The minute I learned about "rebase -i" and "add -p" has changed how I think about commits. I learned how I could easily keep the history clean and conversely, I learned the huge value that a clean history has for maintenance.
Now, building the commits as self-contained entities that don't break the build in between not only helps me while searching bugs later on, it sometimes helps me detect code smells around unneeded dependencies.
That said, I still like to merge big features with --no-ff if they change a lot of code and evolved over a long time, as that, again, helps keeping history clean because a reader can clearly distinguish code before the big change from code after the big change.
Of course the individual commits in the branch are still clean and readable, but the explicit merge still helps if you look at the history after some time.

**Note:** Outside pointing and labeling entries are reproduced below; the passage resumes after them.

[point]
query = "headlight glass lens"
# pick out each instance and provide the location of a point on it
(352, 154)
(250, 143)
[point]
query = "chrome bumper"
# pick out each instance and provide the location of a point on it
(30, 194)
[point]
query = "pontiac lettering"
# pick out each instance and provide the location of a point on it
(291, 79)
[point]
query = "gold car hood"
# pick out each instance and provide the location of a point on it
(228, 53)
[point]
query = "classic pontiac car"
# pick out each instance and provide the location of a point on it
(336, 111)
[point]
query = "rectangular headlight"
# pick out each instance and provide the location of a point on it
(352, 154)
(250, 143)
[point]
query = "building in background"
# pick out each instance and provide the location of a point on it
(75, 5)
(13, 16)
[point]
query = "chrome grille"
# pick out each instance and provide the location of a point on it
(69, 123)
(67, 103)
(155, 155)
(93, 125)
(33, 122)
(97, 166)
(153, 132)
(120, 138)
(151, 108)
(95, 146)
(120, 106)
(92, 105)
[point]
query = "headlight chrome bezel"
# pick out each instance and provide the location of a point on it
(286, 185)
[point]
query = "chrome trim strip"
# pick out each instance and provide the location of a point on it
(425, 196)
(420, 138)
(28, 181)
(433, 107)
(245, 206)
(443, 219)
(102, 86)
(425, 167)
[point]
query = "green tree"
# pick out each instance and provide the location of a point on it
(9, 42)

"you said 'a long time in development' - surely the merge target has changed in between. Why still -no-ff?" you might ask.
The reason, again, is clean history: before merging I usually rebase on top of the merge target to remove eventual bitrot and in order to keep the merge commit clean. Having merge commits with huge code changes in them which we're caused by fixing merge conflicts, again, feels bad.
just like you, i enjoy rebase -i, to change history; but I also hear some poeple claim the history should be kept as it is and should not be rewritten. What are your arguments for rebase?
The public history is what ends up on the repository from where we deploy from. Whenever a commit is pushed there, it stays there. There will never be any rebasing (minus emergencies like removing accidentally committed files for which we don't own a license for - didn't happen so far though).
"rebase -i" is a tool for personal development use. It's not a tool to use on a public repository as it will make following history incredibly hard and it will screw with the clones other developers might have.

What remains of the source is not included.